The sperm whale, more than any other whale, has captured the public’s imagination, to the point that when the average person envisions a whale, it is the sperm whale that they most often see.
As a child I definitely saw, in my mind’s eye, the whale that swallowed Jonah as a sperm whale (although I may have conflated this monster with the beast that swallowed Disney’s Pinocchio). Moby Dick was a sperm whale. The huge head, the low, long, tooth-studded jaw, the oddly placed eye, the fountainous blowhole, the massive flukes, and the legendary power of the sperm whale (the only whale known to have deliberately sunk ships) all combine to make it, as Dolin puts it, ‘the whale’s whale’.
It is rare that a factual book can answer pretty much every question one could pose about its subject and still leave the reader keenly aware of its abiding mystery. At up to 60 feet in length, weighing up to 50 tons, the sperm whale is a colossal creature; its brain is the largest, its skin the thickest of any animal. Humans have found uses for almost every part of the whale’s body: baleen from its mouth was used wherever a combination of strength and flexibility was required, in umbrellas, hats, suspenders, canes, fishing rods, shoe-horns, mattresses and, most famously, in corsetry, while whale oil illuminated millions of homes, and later lubricated an increasingly mechanised manufacturing society.
Few animals have been so regularly and routinely dissected while revealing so few of its secrets. Herman Melville wrote that ‘the sperm whale, scientific or poetic, lives not complete in any literature.
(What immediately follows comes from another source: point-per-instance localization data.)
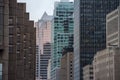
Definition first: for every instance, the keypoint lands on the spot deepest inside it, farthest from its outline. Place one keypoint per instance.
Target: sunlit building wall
(62, 33)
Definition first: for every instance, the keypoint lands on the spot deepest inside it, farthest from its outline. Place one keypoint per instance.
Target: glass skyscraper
(62, 32)
(89, 31)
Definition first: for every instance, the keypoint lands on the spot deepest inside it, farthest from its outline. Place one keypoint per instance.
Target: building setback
(89, 31)
(62, 33)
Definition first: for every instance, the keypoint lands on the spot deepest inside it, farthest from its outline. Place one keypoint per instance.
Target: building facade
(62, 33)
(22, 43)
(112, 28)
(49, 69)
(88, 72)
(89, 31)
(106, 64)
(66, 67)
(4, 39)
(43, 44)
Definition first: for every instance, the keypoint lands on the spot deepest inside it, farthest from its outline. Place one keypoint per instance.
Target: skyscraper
(89, 31)
(62, 33)
(43, 41)
(22, 42)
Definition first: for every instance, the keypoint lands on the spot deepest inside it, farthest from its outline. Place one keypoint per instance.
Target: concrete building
(66, 67)
(15, 29)
(89, 31)
(4, 39)
(49, 69)
(62, 33)
(43, 43)
(22, 43)
(106, 64)
(88, 72)
(112, 28)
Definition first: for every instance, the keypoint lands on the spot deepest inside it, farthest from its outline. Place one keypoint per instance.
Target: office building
(106, 64)
(4, 39)
(89, 31)
(88, 72)
(22, 42)
(62, 33)
(43, 44)
(49, 69)
(66, 67)
(112, 28)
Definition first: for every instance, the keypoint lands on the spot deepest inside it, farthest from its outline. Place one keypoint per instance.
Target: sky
(36, 8)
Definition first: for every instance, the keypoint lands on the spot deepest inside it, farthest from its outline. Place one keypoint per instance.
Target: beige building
(106, 64)
(66, 67)
(88, 72)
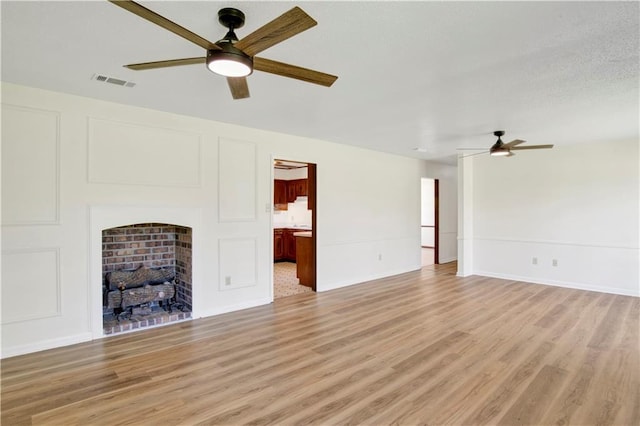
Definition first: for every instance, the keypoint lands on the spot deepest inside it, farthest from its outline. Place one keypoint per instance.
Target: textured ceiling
(430, 75)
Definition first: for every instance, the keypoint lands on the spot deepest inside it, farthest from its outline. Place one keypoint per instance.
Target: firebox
(146, 276)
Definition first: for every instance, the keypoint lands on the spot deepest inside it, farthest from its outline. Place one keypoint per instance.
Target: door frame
(436, 219)
(312, 203)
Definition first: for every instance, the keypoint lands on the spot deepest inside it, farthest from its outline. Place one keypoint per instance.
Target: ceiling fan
(233, 58)
(501, 149)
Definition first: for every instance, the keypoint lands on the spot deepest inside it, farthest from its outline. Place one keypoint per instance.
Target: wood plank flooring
(424, 347)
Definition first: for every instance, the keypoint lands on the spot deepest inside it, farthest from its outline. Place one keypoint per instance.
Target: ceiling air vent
(112, 80)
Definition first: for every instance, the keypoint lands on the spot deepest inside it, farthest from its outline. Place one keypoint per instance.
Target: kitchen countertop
(300, 227)
(302, 234)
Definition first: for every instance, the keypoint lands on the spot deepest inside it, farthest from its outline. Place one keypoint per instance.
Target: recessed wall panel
(238, 267)
(30, 166)
(30, 284)
(128, 153)
(237, 180)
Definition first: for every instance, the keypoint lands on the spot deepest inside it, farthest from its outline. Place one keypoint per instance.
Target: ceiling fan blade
(151, 16)
(283, 27)
(292, 71)
(167, 63)
(532, 147)
(238, 86)
(513, 143)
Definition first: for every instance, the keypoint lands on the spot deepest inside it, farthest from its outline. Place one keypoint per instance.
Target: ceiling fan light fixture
(229, 61)
(499, 152)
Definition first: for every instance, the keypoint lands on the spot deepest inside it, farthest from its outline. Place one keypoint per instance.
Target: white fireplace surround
(105, 217)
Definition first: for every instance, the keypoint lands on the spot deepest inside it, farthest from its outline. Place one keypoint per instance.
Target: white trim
(45, 344)
(559, 243)
(233, 308)
(556, 283)
(361, 280)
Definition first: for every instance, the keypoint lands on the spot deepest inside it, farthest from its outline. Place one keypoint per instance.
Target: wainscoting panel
(30, 156)
(237, 180)
(30, 284)
(135, 154)
(238, 267)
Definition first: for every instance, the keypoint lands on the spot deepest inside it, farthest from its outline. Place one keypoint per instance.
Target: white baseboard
(45, 344)
(232, 308)
(361, 280)
(577, 286)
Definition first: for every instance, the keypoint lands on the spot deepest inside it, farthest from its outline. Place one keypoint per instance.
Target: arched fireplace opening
(146, 276)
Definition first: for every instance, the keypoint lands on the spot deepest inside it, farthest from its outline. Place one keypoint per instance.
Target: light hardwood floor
(420, 348)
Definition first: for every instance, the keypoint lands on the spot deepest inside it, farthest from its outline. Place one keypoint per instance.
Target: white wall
(73, 165)
(577, 204)
(447, 206)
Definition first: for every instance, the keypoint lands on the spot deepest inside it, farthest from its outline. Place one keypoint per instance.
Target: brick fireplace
(147, 248)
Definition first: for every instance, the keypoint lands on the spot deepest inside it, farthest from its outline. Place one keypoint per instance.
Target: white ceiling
(431, 75)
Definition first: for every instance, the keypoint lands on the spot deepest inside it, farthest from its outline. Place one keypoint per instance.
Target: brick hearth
(152, 245)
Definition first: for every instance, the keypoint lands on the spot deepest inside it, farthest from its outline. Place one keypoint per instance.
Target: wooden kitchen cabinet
(305, 261)
(289, 245)
(284, 245)
(278, 244)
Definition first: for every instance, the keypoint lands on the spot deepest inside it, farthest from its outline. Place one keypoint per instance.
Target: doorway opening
(429, 222)
(294, 228)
Far above all other hunted whales, his is an unwritten life.’ Dolin points out that this statement is as true today as it was 150 years ago. The oil for which the sperm whale was primarily hunted, located in a vast tank in its head, remains a puzzle. There is no agreement on its biological function. (Despite the whale’s name, this liquid has nothing to do with sperm, except a similarity in appearance.)
As well as giving an exhaustive history of the industry, Dolin vividly recreates whaling expeditions under sail, giving evocative details such as that when the harpoon (hand-thrown for the vast majority of whaling’s history) became stuck in the whale, the line attached to it was paid out, ‘whizzing around the wooden post at the stern of the boat, called the loggerhead, at such tremendous speed that the men would have to douse it with sea water to keep it from scorching and igniting’. Perils attending whale-hunting included getting caught up in this rope, as well as being drowned or, as it seems did sometimes happen, swallowed.
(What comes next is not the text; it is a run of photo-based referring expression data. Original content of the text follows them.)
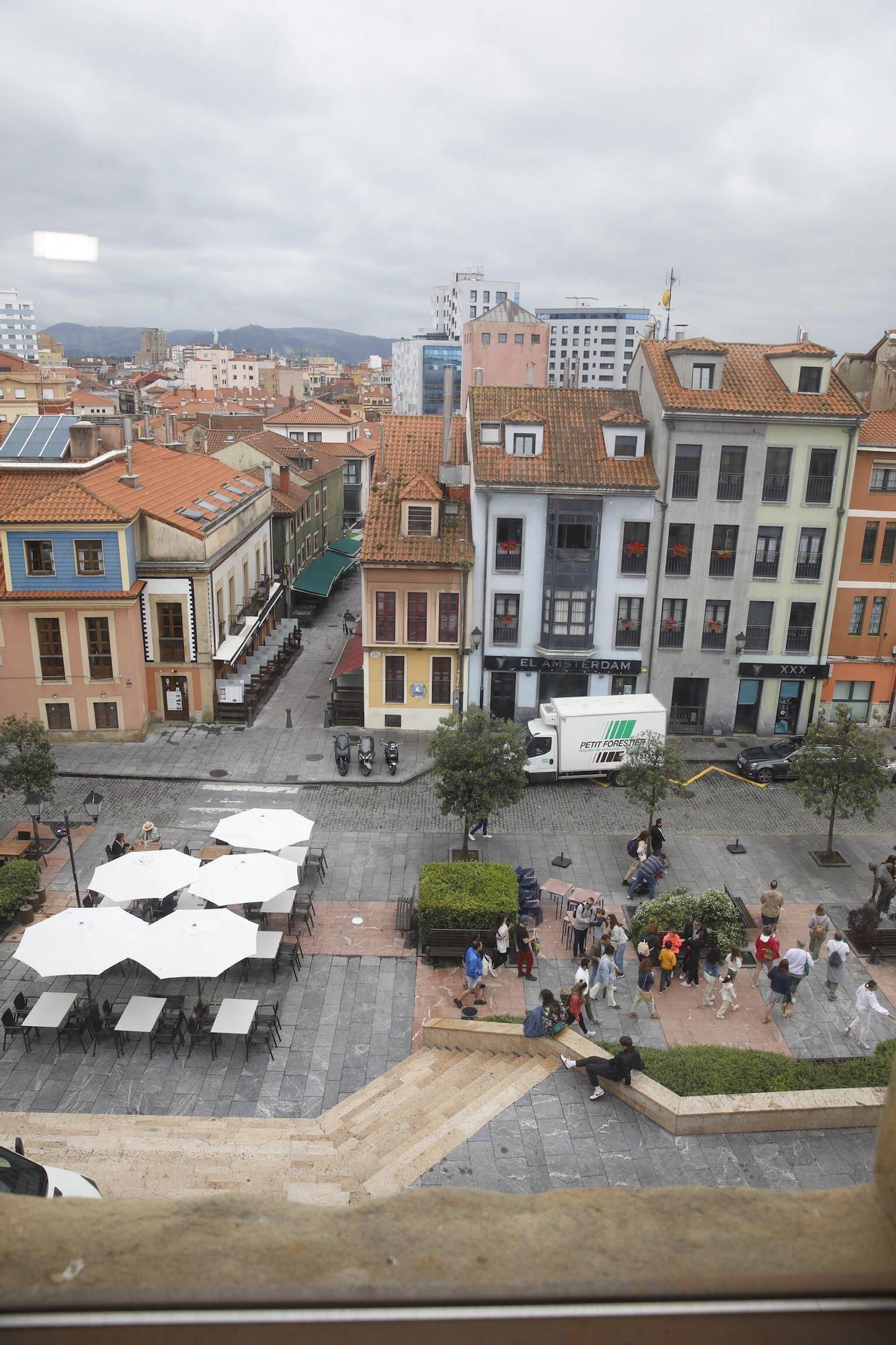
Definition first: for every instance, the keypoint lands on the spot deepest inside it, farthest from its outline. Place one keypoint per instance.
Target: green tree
(653, 770)
(28, 763)
(478, 766)
(840, 771)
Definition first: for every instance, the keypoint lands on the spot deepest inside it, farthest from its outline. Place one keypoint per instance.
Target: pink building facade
(506, 348)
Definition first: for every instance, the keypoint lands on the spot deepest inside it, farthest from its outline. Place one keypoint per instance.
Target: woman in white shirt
(865, 1005)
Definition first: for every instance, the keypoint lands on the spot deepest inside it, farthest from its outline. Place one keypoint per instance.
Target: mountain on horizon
(81, 342)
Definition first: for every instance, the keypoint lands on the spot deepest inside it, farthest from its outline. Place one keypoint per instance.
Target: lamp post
(93, 806)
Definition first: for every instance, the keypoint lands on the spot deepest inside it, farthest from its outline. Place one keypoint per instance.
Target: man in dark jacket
(616, 1070)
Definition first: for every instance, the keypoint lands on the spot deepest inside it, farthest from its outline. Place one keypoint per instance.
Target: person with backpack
(836, 966)
(637, 852)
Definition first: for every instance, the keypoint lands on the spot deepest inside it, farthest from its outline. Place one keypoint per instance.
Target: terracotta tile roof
(749, 385)
(413, 447)
(880, 428)
(573, 442)
(169, 482)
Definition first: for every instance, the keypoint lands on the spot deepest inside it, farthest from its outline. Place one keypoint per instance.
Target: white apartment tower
(469, 295)
(592, 346)
(18, 326)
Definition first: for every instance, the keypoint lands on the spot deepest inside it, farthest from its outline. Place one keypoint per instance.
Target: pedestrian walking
(619, 938)
(638, 849)
(650, 872)
(767, 953)
(522, 939)
(733, 962)
(836, 972)
(866, 1004)
(728, 996)
(778, 991)
(581, 925)
(618, 1070)
(473, 976)
(801, 964)
(771, 902)
(607, 974)
(645, 992)
(712, 974)
(667, 961)
(819, 929)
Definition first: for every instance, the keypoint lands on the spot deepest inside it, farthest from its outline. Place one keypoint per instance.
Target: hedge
(18, 880)
(466, 896)
(680, 906)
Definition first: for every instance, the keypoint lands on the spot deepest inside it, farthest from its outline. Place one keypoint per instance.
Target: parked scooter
(365, 754)
(342, 753)
(391, 750)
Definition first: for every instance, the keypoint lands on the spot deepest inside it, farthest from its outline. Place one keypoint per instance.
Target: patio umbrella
(244, 878)
(264, 829)
(81, 942)
(145, 875)
(197, 944)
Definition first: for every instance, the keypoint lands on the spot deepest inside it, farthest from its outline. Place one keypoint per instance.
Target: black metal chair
(11, 1028)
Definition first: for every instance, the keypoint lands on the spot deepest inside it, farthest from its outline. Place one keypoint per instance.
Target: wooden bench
(883, 945)
(454, 944)
(745, 919)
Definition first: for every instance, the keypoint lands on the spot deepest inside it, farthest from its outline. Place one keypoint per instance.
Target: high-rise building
(592, 346)
(419, 371)
(18, 326)
(469, 295)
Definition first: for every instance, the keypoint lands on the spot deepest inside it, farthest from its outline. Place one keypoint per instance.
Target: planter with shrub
(464, 896)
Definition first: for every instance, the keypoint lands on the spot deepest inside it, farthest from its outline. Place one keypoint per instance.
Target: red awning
(352, 658)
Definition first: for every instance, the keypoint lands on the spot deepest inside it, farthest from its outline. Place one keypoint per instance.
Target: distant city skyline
(263, 182)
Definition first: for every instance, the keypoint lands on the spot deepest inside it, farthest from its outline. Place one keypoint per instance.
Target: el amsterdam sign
(541, 664)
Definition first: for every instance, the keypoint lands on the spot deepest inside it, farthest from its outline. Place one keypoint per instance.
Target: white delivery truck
(588, 735)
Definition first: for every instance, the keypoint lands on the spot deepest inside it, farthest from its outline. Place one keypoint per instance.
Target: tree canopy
(478, 766)
(838, 771)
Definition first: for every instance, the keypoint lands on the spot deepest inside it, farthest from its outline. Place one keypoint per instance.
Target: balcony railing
(809, 567)
(766, 567)
(758, 637)
(721, 564)
(506, 631)
(686, 719)
(799, 640)
(775, 486)
(731, 486)
(677, 564)
(819, 490)
(685, 486)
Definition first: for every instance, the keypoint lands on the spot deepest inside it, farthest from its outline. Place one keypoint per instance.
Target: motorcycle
(342, 753)
(365, 754)
(391, 750)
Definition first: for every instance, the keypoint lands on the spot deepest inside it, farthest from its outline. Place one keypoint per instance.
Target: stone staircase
(374, 1144)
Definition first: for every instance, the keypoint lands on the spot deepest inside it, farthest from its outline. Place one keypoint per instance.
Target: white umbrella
(264, 829)
(145, 875)
(197, 944)
(81, 942)
(244, 878)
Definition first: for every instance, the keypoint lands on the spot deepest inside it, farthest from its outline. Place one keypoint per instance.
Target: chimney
(130, 478)
(447, 411)
(84, 442)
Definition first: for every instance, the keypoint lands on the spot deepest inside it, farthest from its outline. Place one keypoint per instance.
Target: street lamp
(93, 806)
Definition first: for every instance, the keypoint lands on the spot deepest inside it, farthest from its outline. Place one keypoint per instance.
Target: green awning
(349, 545)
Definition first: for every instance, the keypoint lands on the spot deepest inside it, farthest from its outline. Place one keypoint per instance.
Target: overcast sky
(298, 165)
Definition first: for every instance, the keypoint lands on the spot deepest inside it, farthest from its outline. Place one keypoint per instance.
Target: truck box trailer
(589, 735)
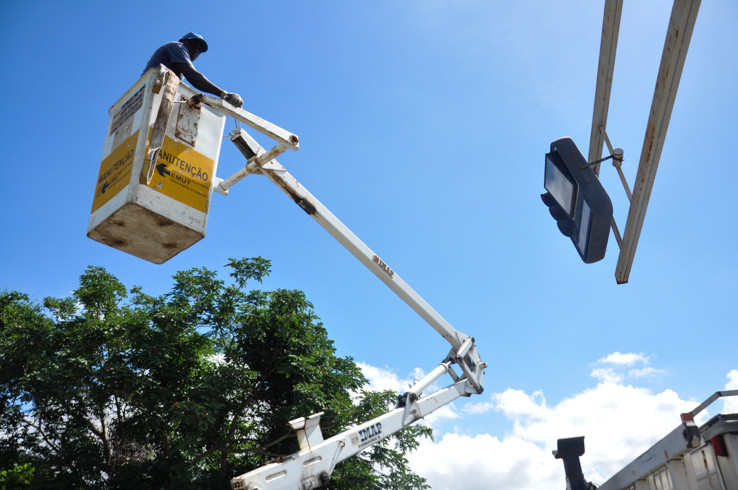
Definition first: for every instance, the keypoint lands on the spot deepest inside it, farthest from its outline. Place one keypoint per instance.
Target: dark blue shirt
(167, 55)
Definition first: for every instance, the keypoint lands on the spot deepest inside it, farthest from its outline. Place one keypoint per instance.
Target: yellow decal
(115, 172)
(183, 174)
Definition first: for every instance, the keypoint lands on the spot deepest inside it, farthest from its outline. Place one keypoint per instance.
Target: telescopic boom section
(313, 464)
(262, 162)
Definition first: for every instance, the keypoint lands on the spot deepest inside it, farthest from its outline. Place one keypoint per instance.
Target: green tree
(114, 388)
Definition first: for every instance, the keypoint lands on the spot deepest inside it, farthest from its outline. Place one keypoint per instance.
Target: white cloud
(606, 375)
(730, 404)
(646, 372)
(619, 422)
(385, 379)
(627, 359)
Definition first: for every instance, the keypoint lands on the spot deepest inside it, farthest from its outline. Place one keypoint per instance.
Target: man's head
(195, 44)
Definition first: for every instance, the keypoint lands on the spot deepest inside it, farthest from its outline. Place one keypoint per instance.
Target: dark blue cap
(198, 37)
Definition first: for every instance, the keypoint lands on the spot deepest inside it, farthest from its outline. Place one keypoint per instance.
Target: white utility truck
(690, 457)
(152, 198)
In common with other industries, whaling was affected by a variety of extraneous factors, such as the introduction of street lighting in London in 1736 (leading to a sharp increase in demand for colonial whale oil) and the Revolutionary war (making the seas unsafe for commercial ventures). Between the war of 1812 and the civil war the American whaling industry experienced a golden age, whale- ships accounting for one fifth of the nation’s merchant tonnage.
In 1853, the industry’s most profitable year, the fleet killed more than 8,000 whales to produce 103,000 barrels of sperm oil, 260,000 barrels of whale oil, and 5.7 million pounds of baleen, all of which generated sales of $11 million.
The effects of the civil war, combined with kerosene becoming the domestic illuminant of choice, subsequently took their toll on the industry, along with the increased use of gas for street lighting and the discovery of oil in Pennsylvania in 1859.
Dolin’s book covers every aspect of whaling in America , from how whales were found, caught and killed, to the hundreds of everyday articles produced from their carcases; from how the industry’s fortunes were shaped by economic, political and social factors, to the experiences of the whalemen. As well as the physical privations of a life under sail, an average voyage lasted about four years, and even though letters could sometimes be exchanged with other ships, news from home was always long out of date. The following exchange, supposedly between a whaling captain and his wife, made the rounds on Nantucket.
Dear Ezra,
Where did you put the axe?
Love, Martha.
Fourteen months later came the reply:
Dear Martha,
What do you want the axe for?
Love, Ezra.
A year later came another letter:
Dear Ezra,
Never mind the axe. What did you do with the hammer?
Love, Martha.
Dolin’s book is the first readable modern account of one of American history’s great themes. Peppered with true tales of human adventure, its enduring hero nevertheless remains the inscrutable Leviathan himself.